Elmer Cooper originally was in line to head an affirmative action department at the Commodity Futures Trading Commission, which would have operated a minority summer internship program in the futures industry, according to agency sources.
The program was one of the pet projects of the chairman, William T. Bagley, a liberal Republican from California. The job itself would not have required congressional confirmation and might have been one which would have kept Cooper out of the limelight.
This spring, Bagley and other CFTC officials met with representatives of the New York commodity exchanges, large brokerage firms and major trade houses over lunch at the private restaurant in the World Trade Center's Windows on the World complex, several CFTC staff members told The Post.
The meeting followed by several months a speech made by Bagley before an industry audience in Chicago in which he noted that traders on the Chicago Board of Trade were "all male an d pale."

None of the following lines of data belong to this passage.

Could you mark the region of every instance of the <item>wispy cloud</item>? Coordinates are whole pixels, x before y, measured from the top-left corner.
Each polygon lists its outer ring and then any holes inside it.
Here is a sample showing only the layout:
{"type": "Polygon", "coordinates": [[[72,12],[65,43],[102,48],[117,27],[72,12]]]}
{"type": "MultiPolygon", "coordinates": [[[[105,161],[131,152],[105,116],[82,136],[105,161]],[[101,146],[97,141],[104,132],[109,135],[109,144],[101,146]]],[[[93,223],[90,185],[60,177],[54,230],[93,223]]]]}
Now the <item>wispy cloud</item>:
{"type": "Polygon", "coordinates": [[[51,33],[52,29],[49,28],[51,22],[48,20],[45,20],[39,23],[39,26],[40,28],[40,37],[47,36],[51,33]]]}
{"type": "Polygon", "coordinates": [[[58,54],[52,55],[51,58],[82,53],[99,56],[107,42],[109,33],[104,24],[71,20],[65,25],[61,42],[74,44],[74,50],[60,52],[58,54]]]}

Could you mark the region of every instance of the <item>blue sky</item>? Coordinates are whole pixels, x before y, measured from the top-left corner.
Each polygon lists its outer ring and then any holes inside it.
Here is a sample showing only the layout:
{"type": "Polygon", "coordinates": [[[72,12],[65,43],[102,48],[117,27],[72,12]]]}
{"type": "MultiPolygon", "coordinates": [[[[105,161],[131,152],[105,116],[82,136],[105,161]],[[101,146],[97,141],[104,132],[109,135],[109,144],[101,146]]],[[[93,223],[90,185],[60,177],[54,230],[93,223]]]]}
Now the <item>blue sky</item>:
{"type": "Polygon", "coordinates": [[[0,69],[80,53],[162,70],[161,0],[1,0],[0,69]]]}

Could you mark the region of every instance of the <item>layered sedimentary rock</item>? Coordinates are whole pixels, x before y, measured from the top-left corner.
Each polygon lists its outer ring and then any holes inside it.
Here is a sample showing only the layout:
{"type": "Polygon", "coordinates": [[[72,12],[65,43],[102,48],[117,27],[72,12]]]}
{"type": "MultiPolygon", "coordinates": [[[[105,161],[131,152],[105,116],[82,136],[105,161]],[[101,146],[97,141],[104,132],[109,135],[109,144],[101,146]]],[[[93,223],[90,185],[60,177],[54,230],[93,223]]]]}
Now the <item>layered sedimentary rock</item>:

"It was a total failure," one agency source said. "They dismissed the idea out of hand as something that the agency should not be concerned with and said they wouldn't make any recruitment efforts on anyone's behalf."
Members of the Chicago Board of Trade and the Chicago Mercantile Exchange refused to attend a luncheon planned in that city when the topic for discussion becamed known, another source said.
"They just wouldn't agree to even talk about it," he said.
Bagley said in an interview Friday, however, "We had a modicum of success with it" in New York, although he conceded that "the whole thing blew up in Chicago." He said some of the major New York brokerages did recruit a few minority interns for the summer, but he said it was too late in the year to work out a project with the exchanges.
"Some people raised the question of jurisdiction in Chicago," he said. "There's nothing in the (CFTC) act that authorizes such a project, but there's nothing there that says the chairman can't have a social conscience either."
He said he intends to begin working on a summer program for minorities as early as January or February in order to avoid the time problems encountered this year.
The futures industry, which is dominated in Chicago. New York, Kansas City, Minneapolis and London by white males, "is almost of another era," a former CFTC staff attorney said. "I'd say 10 per cent at most are in the 20th Century. The rest, philosophically, cling to narrow, exclusionary values. They think they're part of a private men's club and don't intend to include women, blacks or other minorities in more than extremely minor and low-level roles."
In the U.S. commodity industry, the grain trade is dominated by white Midwesterners and the cotton trade by white Southerners, while the metals and tropical products sectors still retain the flavor of their British colonial trading roots. Many of the latter firms have British or Irish trade house ties.
In New York and Chicago, a few Jewish and Italian traders have broken through the barriers at the exchanges themselves, and some hold powerful administrative posts there. The major brokerages, however, such as Merrill Lynch, Pierce Fenner & Smith, E.F. Hutton,and Shearson Hayden Stone have begun hiring minority staff members in recent years as part of their own affirmative action programs.
As recently as this year, the few hundred floor brokers on the five New York exchanges included one woman trader at the New York Cocoa Exchange and one woman at the New York Mercantile Exchange. The cocoa broker is employed by one of the largest U.S. brokerages. She rarely, if ever, participates in actual ring trading, but prefers to handle the telephone orders. The woman at the Mercantile is again, chooses more of a clerical than active trading role. There are few, if any, black traders. A handful of other women and minority group members hold exchange memberships, however, but do not participate active trading.